The family of a woman allegedly killed by a British soldier has sued the government and the British Army to lift the veil on the identity of the person behind the heinous act 11 years ago.
In the case before the High Court in Nairobi, Agnes Wanjiru’s family believes the Kenyan government and the British administration have been deliberately concealing the name of the perpetrator.
They also accuse the Directorate of Criminal Investigations of sidelining them in the investigations and failing to disclose information that would enable Wanjiru’s family seek justice and bring the British Army Training Unit Kenya (BATUK) soldier to book.

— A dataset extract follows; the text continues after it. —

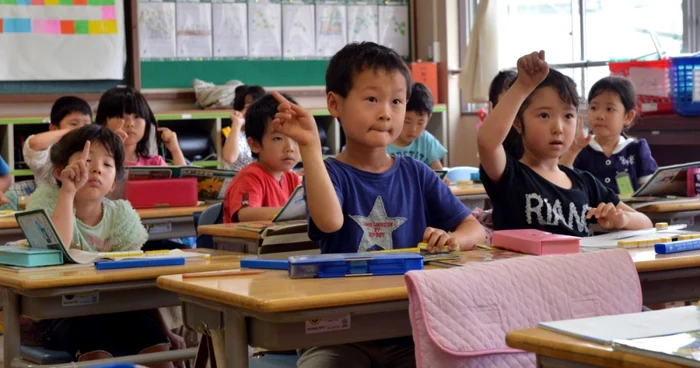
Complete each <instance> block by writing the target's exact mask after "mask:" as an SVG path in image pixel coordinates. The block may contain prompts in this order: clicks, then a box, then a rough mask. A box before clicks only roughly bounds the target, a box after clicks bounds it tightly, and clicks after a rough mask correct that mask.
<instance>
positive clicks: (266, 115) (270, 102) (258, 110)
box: [245, 93, 298, 158]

Wanjiru’s family wants the British government to extradite the officer to Kenya to face murder charges. The case has been filed by Wanjiru’s sister Rose Wanyua alongside a human rights group African Centre For Corrective And Preventive Action.
Wanyua’s lawyer Mbiyu Kamau argues that it is unfair for the Kenya and British governments to keep the family in the cold without knowing whether Wanjiru’s killer will finally face the law or whether her 11-year-old daughter will be compensated for the injustice she has suffered.

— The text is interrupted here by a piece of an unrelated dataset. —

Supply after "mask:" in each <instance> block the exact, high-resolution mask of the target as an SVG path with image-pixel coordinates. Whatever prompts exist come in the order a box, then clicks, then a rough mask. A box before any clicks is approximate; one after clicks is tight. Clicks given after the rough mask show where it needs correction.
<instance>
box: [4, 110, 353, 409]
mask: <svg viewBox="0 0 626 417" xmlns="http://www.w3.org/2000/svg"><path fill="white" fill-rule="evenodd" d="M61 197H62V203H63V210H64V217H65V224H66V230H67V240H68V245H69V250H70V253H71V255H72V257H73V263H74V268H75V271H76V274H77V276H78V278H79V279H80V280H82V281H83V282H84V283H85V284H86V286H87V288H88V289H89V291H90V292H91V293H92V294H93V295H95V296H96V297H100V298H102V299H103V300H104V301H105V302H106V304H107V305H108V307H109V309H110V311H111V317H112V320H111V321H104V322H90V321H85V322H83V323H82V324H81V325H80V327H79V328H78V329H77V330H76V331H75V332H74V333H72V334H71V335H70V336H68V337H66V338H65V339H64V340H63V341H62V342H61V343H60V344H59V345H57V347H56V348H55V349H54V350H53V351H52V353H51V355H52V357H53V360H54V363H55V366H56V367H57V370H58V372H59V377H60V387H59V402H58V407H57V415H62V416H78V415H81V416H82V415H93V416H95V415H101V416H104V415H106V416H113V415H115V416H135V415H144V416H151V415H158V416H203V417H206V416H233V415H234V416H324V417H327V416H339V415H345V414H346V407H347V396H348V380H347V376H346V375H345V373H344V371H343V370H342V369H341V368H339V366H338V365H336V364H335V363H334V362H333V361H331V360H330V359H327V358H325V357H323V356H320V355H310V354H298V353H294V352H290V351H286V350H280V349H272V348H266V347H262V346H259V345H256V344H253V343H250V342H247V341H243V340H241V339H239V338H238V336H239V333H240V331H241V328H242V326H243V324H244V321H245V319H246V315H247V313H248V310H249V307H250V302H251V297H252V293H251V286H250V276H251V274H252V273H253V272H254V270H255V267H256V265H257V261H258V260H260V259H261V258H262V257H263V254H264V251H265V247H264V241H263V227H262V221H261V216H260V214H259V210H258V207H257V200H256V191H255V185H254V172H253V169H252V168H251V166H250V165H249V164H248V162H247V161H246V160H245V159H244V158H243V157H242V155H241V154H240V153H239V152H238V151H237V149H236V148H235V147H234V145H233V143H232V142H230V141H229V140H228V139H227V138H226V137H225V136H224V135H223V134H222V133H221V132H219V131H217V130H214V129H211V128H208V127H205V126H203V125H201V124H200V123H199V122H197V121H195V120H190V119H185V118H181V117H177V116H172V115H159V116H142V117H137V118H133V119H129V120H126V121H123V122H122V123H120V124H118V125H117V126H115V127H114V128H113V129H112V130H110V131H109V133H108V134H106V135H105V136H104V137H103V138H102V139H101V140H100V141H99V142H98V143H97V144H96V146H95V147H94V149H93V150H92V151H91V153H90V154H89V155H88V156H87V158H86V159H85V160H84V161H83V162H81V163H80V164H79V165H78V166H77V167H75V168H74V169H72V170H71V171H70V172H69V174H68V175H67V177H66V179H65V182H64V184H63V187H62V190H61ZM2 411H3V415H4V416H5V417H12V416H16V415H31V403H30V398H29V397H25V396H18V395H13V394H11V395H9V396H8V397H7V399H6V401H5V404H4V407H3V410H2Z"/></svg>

“The decision not to prosecute, extradite the suspects, and or release information uncovered during investigation of the deceased’s murder to the first petitioner to pursue other avenues of justice for such a long period of time is a gross violation of the 1st petitioner’s right to fair administrative action.
Wanjiru’s body was discovered in the Lion Court Hotel’s Septic Tank on June 2012. However, investigations took around five years before their findings were sent to the Director of Public Prosecution.

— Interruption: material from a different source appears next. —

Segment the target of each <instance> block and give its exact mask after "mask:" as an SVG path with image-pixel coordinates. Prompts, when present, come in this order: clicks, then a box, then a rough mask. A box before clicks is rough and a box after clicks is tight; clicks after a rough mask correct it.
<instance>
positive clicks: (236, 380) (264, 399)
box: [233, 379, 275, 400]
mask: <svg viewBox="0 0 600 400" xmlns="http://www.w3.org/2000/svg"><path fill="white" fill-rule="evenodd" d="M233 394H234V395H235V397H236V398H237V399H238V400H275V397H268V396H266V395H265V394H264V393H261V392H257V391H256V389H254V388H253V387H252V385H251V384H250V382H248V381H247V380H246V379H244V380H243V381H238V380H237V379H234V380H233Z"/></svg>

The DPP in 2013 recommended an inquest 22 months after he received the file. On November 5, 2019, the magistrate’s court found that Wanjiru was murdered.
Two years later, a UK paper, Sunday Times, revealed that the identity of the killer soldier was known by UK authorities. Her family now says there was a possible cover-up.
“Despite the findings of the inquest and the Sunday Times newspaper report, the respondents have failed to notify the late Agnes Wanjiru’s family of the status of their investigations and possible prosecution,” Kamau argues.
The lawyer says the British High Commission, the Minister for Defence in the UK had given their commitment to cooperate and ensure justice was served.
However, no one has been charged in Kenya or in the UK. He accuses Kenyan and British authorities of stifling the wheels of justice and blocking the family from pursuing the killer through private prosecution.
Wanyua says she has repeatedly sought information on the investigation into her sister’s death and if the person behind it will be brought to book. “At the time of her murder, the Late Agnes Wanjiru left a 5-month-old baby who is now aged 11 and is yet to know of what befell her mother,” says Wanyua.